Joe McNally of ReMax Together, who is representing the company on the property transaction, said Krist Oil is a great company and they really want this to work in Big Rapids.

“This is Krist Oil’s second foray into Big Rapids,” said Richardson. “The first didn’t work for a number of reasons, but what came out of it is that there is certainly a demand and a need for what they have to offer on this side of the city.”

In addition, the company has taken into account the BR Lunchbox located on the property in its plans if the project progresses.

“Krist Oil has agreed to keep her there and work around her,” he said. “Another plan is to include them in the building with a new restaurant being built inside the building.”

Stan Atanasoff, president of Krist Oil, told those in attendance that they will build a beautiful complex with brick and landscaping, and if the neighbors want a privacy fence they will accommodate it.

“We are here to serve the public,” said Atanasoff. “We are a good neighbor and run a first-class business. We’re going to be spending about $ 2 million here, and taxes will be about $ 30,000 a year for the city of Big Rapids. “

“I want to run a business,” he continued. “I don’t think people should tell us how to do it as long as we obey city laws. I don’t think the people who oppose this should tell Krist Oil how to spend their money. “

PLANNER: AREA “IT WOULD HAVE A NEGATIVE EFFECT” ‘

The planners agreed that the project did not fit the property in question.

“Although this property is earmarked for future C3 properties, there is residential property right behind it,” said planner Rory Roddick. “If you look at the C3 properties on State Street, they have no direct contact with residential properties. For this reason, this side of the street is RR and the other side of the street is C3.

“I don’t see any valid reason why, with the amount of commercial property in Big Rapids, we need to convert our residential buildings to C3 just to appease someone,” he added. “I am having a hard time reallocating this property at this point as we would appear to be making a recommendation to help a specific group of people instead of helping the neighborhood.”

Ruddick reiterated that there are other dilapidated properties that could be redeveloped and used for this type of project that are already designated for commercial use.

“I can see where it would be nice to bring money into the area,” said planner Sarah Montgomery. “I think improving the city is important, but it would be nice to have a grocery store on the corner or something instead of a gas station.”

Planning Commission chairman Chris Jane said he didn’t think the project was well thought out and agreed that there were other places in town that would better serve the company’s needs.

“Demolishing apartments when we were just paying for a study that told us we needed more housing seems like a bad idea,” said Jane.

“I don’t think this particular block is a great place for this type of project,” he continued. “It would have a major negative impact on the rest of the block and I understand the concerns of residents. Growth is good, but I don’t think it is. It just doesn’t feel right to me. “

Jane added that if Krist Oil wants to be a part of this community he hopes they would be willing to look at other locations for their project.

Krist Oil Company, Inc. had previously made an offer to the city to purchase the former Hanchett property at 906 N. State St. for the purpose of building a gas station and grocery store.

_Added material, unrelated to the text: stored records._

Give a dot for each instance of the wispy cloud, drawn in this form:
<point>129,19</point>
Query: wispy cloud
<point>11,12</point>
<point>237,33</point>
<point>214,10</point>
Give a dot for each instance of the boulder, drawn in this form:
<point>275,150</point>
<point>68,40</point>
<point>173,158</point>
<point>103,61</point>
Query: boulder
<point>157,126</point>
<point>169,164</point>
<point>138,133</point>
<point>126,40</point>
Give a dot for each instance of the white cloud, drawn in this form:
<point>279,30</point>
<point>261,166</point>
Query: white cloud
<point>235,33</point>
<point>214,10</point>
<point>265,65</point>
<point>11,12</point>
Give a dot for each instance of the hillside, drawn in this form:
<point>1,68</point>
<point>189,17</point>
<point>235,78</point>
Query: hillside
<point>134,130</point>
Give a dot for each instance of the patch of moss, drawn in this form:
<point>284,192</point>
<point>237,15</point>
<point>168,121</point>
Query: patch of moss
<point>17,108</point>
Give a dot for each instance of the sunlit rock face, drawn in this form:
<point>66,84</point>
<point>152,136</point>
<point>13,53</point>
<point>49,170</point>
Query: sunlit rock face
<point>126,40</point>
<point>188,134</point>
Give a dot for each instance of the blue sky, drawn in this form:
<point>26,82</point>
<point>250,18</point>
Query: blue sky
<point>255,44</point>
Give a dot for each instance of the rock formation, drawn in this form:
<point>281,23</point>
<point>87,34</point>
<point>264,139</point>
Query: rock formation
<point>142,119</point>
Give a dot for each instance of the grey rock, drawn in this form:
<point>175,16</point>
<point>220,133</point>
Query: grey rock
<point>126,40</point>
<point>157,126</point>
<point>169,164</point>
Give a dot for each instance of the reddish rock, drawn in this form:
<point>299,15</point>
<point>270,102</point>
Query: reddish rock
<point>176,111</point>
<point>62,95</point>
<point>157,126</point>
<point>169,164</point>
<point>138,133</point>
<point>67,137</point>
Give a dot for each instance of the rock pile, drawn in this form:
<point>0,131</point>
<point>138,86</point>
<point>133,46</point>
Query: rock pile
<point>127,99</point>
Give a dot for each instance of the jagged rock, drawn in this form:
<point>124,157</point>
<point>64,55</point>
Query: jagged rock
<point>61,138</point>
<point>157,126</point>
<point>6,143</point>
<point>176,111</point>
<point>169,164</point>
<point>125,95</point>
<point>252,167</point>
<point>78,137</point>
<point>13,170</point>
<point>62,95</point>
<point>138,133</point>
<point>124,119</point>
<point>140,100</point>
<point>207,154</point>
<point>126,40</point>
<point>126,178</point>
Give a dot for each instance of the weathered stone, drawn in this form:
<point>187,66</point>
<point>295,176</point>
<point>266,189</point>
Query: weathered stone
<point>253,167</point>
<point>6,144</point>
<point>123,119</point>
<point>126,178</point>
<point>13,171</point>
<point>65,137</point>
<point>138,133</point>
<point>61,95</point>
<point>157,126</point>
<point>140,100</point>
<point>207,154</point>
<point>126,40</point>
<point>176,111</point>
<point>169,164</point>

The city commissioners rejected the offer after many reservations about the planned use of the property. Many in the community said that the property should be reserved for some kind of residential and retail project. Mayor Tom Hogenson agreed that the community wanted something new and different in addition to industrial use.

The final decision on whether to approve the zoning change application for the State Street property will be made by the city commission at its 6:30 p.m. Monday meeting.

For information on attending the meeting remotely, visit cityofbr.org or call 231-592-4020.